Гневно сверкнули взоры гордой оскорбленной плебейки, когда она увидела виновницу своего падения. Фавста же насмешливо улыбнулась в ответ на эти молниеносные взоры и была унесена вперед под крики Евдама, продолжавшего орать во все горло: «Дорогу дочери божественного Суллы!»
Фульвия сочла себя не только оскорбленной, но и обесчещенной, потому что ее падение вызвало бесчисленные насмешливые возгласы из толпы:
– Глядите, глядите!.. С матроны парик свалился!.. Она плешивая!.. Ее волосы не длиннее зубьев гребенки, которою она чешется… они не гуще головной щетки, которою она приглаживает свой парик после завивки… у нее мало своих волос… купила чужие… ха, ха, ха!.. и чужие стали собственными, когда деньги заплачены…

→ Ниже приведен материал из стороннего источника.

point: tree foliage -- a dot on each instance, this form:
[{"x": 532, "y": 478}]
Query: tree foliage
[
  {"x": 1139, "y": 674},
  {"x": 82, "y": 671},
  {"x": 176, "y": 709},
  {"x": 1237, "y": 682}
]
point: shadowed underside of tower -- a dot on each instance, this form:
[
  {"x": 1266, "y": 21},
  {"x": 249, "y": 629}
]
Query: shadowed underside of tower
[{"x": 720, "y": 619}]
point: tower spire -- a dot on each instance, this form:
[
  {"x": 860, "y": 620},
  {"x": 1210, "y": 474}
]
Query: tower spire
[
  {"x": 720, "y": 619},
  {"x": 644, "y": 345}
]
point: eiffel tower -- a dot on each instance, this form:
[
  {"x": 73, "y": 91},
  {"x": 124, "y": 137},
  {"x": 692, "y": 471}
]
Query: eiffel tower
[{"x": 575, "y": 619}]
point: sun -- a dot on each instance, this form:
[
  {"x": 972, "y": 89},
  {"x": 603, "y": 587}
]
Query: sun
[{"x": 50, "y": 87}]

У нее разорвался шов, платье свалилось с груди… ее лицо стало багровее ее румян… Никто не подумал пожалеть упавшую, кроме ее льстивых товарок, которые старались заслонить от нескромных взоров зевак свою патронессу, весь туалет которой в эти минуты пребывал в полном беспорядке.
Близ этого места находился перекресток. Из переулка были вынесены другие носилки, где сидели две молодые женщины.
– Стойте! – раздался оттуда мелодичный голос. – Стойте, что-то случилось!
– Стойте! – повторил оттуда же громкий голос другой женщины.
Носильщики остановились.
Толпа увидела, как к Фульвии подбежала с грацией и легкостью нимфы молоденькая особа, выскочившая из своих носилок. Это была стройная, худощавая патрицианка в платье замужней женщины, однако не старше лет шестнадцати, с прелестными темно-русыми волосами и такими очаровательными глубокими голубыми глазами, что, раз увидев, их не забывали. В их глубине таилось что-то особенно чарующее, магнетическое, в них выражалась вся душа этой дивной женщины – душа кроткая, поэтическая и до ребячества наивная, еще ни в малейшей степени не запятнанная грязью римской жизни.